Hungary was in turmoil in 1920. In the aftermath of WWI the country was occupied by the Romanians and then by the Russian Communists. The Treaty of Trianon, the agreement that the Hungarians would be forced to sign that summer would give away half their land and 2/3 of the Hungarian people would be living outside her borders. The future was uncertain.
But it was springtime in Budapest. Amid the post-war rubble there were flower vendors on street corners and outdoor tables at the cafes. Life went on. And on Akácfa utca (Acacia Tree Street) romance was in the air. 29 year old Béla András Édes was recently widowed. Along with his partner he owned a growing typewriter sales and service business at #13. Across the street at #12 was the Három Huszár Vendéglő (The Three Hussars Restaurant). The restaurant manager was Krisztina Kancsal, a blue-eyed 26 year old from a town in western Hungary. The oldest of 10 children, she was used to taking charge and didn’t suffer fools lightly.
Béla was born on February 28, 1891in the city of Kolozsvár (now Cluj-Napoca, Romania) in the Transylvania region of eastern Hungary. He was the third of six children of Zsigmond Édes and Anna Terk. When he was twelve his father died of pneumonia, leaving Anna a widow with six children from three to seventeen years old. In the next year the family moved to Budapest where his parents had lived years earlier. A few years later Béla and his older brothers worked for a while in Vienna, the capital of the Austro-Hungarian Empire. In 1911 twenty year old Béla was employed there as a locksmith but in 1915 he was back living in Budapest when his sister Anna died of TB at only 17.
Around this time Béla had been married with two daughters but his wife and children all died of illness.
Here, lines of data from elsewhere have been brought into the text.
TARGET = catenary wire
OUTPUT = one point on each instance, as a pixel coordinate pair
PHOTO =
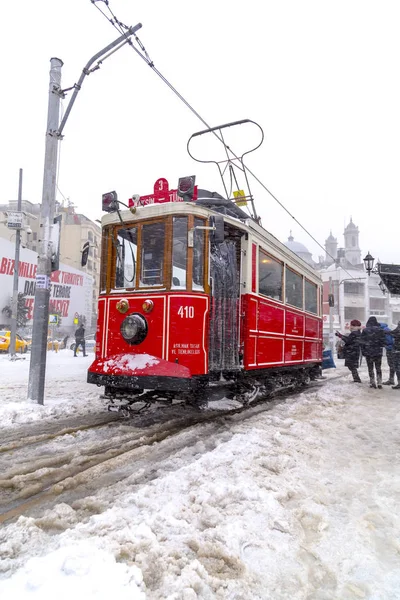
(120, 27)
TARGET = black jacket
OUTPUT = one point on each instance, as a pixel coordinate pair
(372, 341)
(80, 334)
(395, 333)
(351, 349)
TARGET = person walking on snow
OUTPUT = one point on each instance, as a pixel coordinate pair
(389, 354)
(80, 340)
(395, 333)
(372, 342)
(351, 349)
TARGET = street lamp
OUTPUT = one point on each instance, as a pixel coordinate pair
(369, 263)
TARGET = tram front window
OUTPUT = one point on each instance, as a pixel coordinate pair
(179, 253)
(126, 250)
(198, 256)
(152, 255)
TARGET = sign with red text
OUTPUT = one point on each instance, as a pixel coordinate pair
(71, 290)
(161, 194)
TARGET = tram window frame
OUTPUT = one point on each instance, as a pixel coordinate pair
(111, 253)
(116, 256)
(198, 254)
(140, 284)
(291, 301)
(183, 284)
(264, 258)
(308, 285)
(106, 260)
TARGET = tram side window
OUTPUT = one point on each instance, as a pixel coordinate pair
(294, 288)
(179, 253)
(270, 273)
(198, 256)
(105, 245)
(126, 250)
(311, 297)
(152, 255)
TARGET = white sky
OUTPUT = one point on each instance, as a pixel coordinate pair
(299, 501)
(320, 77)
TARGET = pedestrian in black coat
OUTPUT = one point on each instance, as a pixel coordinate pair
(80, 340)
(372, 342)
(351, 349)
(395, 333)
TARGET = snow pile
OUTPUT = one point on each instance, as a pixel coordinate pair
(66, 393)
(78, 571)
(296, 502)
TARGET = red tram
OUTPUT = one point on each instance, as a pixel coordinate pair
(195, 296)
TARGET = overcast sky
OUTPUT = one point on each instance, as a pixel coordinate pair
(321, 78)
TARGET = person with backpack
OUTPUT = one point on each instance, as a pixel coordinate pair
(80, 340)
(389, 354)
(351, 349)
(395, 333)
(372, 341)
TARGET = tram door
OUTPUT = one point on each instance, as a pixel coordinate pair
(224, 312)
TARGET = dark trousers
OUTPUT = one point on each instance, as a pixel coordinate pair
(375, 361)
(390, 359)
(354, 372)
(396, 364)
(80, 343)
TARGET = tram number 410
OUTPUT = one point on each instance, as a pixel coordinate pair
(186, 312)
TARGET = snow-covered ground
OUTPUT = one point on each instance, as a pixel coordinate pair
(300, 501)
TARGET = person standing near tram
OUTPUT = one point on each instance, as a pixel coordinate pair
(395, 333)
(80, 340)
(351, 349)
(372, 342)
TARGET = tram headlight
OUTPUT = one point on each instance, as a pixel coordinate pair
(134, 328)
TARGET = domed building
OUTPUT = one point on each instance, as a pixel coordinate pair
(300, 250)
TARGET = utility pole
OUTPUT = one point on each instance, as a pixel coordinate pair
(37, 371)
(14, 304)
(331, 339)
(42, 292)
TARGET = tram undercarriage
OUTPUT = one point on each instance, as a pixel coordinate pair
(243, 387)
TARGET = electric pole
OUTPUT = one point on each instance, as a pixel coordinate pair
(331, 338)
(14, 304)
(37, 370)
(42, 291)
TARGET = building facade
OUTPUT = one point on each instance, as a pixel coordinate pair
(356, 295)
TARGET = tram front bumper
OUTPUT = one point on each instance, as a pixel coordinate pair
(139, 371)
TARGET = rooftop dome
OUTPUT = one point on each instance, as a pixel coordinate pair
(330, 238)
(351, 226)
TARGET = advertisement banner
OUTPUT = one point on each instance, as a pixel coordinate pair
(71, 290)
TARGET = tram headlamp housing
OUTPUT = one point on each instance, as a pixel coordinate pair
(134, 329)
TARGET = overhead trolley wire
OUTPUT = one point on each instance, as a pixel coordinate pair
(120, 27)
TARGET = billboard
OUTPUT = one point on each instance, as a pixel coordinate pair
(70, 288)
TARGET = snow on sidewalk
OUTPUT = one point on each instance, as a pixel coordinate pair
(300, 502)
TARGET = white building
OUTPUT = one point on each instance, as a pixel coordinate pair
(356, 295)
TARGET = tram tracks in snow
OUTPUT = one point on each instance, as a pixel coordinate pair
(58, 473)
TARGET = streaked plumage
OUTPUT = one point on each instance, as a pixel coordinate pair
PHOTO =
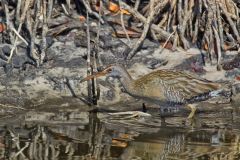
(163, 86)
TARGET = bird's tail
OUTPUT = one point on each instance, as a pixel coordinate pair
(227, 90)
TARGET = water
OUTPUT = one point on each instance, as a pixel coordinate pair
(75, 134)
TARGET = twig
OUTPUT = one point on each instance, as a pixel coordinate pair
(122, 22)
(89, 87)
(164, 35)
(145, 31)
(218, 47)
(89, 10)
(164, 45)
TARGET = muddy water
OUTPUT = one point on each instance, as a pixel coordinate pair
(77, 134)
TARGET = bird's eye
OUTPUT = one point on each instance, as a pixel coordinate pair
(110, 70)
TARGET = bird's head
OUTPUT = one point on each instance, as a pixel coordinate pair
(115, 71)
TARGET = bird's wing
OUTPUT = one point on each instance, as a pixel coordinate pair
(179, 86)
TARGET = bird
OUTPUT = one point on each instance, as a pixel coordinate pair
(165, 86)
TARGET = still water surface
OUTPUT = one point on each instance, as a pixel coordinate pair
(74, 135)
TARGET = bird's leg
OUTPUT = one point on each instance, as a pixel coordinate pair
(193, 109)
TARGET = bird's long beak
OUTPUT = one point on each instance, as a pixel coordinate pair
(95, 75)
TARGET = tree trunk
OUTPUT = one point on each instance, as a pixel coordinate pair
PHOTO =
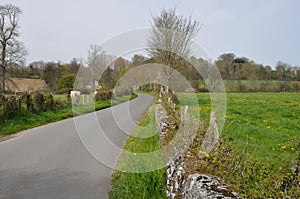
(2, 68)
(2, 78)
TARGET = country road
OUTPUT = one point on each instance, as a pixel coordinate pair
(51, 161)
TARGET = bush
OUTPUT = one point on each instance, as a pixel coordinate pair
(121, 91)
(103, 95)
(66, 81)
(38, 101)
(49, 102)
(64, 91)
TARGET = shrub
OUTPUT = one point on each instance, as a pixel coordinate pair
(103, 95)
(38, 100)
(63, 91)
(49, 102)
(66, 81)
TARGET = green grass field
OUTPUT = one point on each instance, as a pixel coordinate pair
(260, 141)
(267, 121)
(144, 184)
(27, 120)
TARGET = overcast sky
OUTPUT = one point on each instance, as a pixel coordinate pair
(265, 31)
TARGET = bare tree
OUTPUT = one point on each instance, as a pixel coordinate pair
(170, 40)
(97, 61)
(12, 50)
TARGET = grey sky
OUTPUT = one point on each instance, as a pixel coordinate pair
(265, 31)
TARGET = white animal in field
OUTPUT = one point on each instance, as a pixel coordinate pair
(75, 96)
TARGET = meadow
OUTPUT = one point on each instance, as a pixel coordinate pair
(267, 121)
(259, 145)
(26, 120)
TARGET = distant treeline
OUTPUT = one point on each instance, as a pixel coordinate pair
(239, 74)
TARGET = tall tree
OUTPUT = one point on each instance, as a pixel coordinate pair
(12, 50)
(97, 61)
(170, 40)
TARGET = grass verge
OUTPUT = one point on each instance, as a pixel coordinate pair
(144, 184)
(26, 120)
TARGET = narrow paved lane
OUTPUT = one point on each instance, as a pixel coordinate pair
(51, 161)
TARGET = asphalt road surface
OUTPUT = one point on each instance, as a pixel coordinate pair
(52, 162)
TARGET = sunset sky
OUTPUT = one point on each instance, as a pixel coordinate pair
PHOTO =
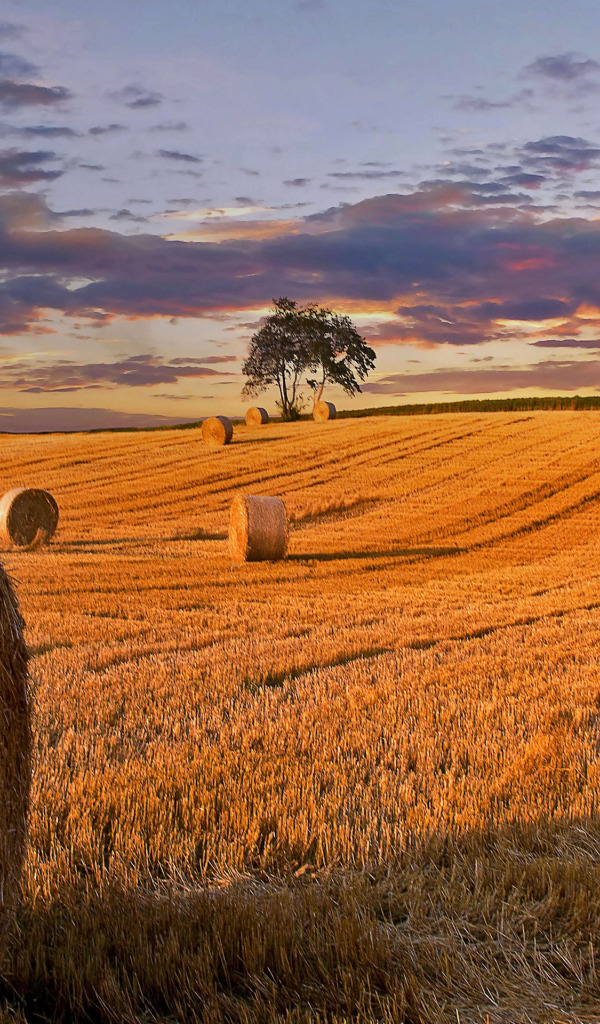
(167, 169)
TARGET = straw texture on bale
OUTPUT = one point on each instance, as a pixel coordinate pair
(258, 528)
(324, 411)
(256, 416)
(14, 753)
(28, 517)
(217, 430)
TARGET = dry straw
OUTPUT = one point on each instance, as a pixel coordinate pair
(256, 416)
(324, 411)
(14, 752)
(217, 430)
(28, 518)
(258, 528)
I have not yet found any record of any of them and don’t know their names. Béla’s mother, Anna Terk, died in November 1919 followed by the death of his favorite brother Imre, a ship’s captain, in May 1920. Perhaps the loss of so many family members encouraged Béla to get married again sooner rather than later.
Krisztina was born February 21, 1894 in Hahót in Zala county near the Austrian border. She was the first child of blacksmith István Kancsal and his wife Teréz Vörös. In the following years two brothers were born; Gyula and István. Then a sister Irén was born but died in infancy. In 1903 their mother Teréz died when Krisztina was nine years old. With three young children István couldn’t wait long for a new wife. Less than four months later he married Julia Lazár. Julia bore him six children over the next 15 years. Krisztina would have had lots of chores helping out with such a large family.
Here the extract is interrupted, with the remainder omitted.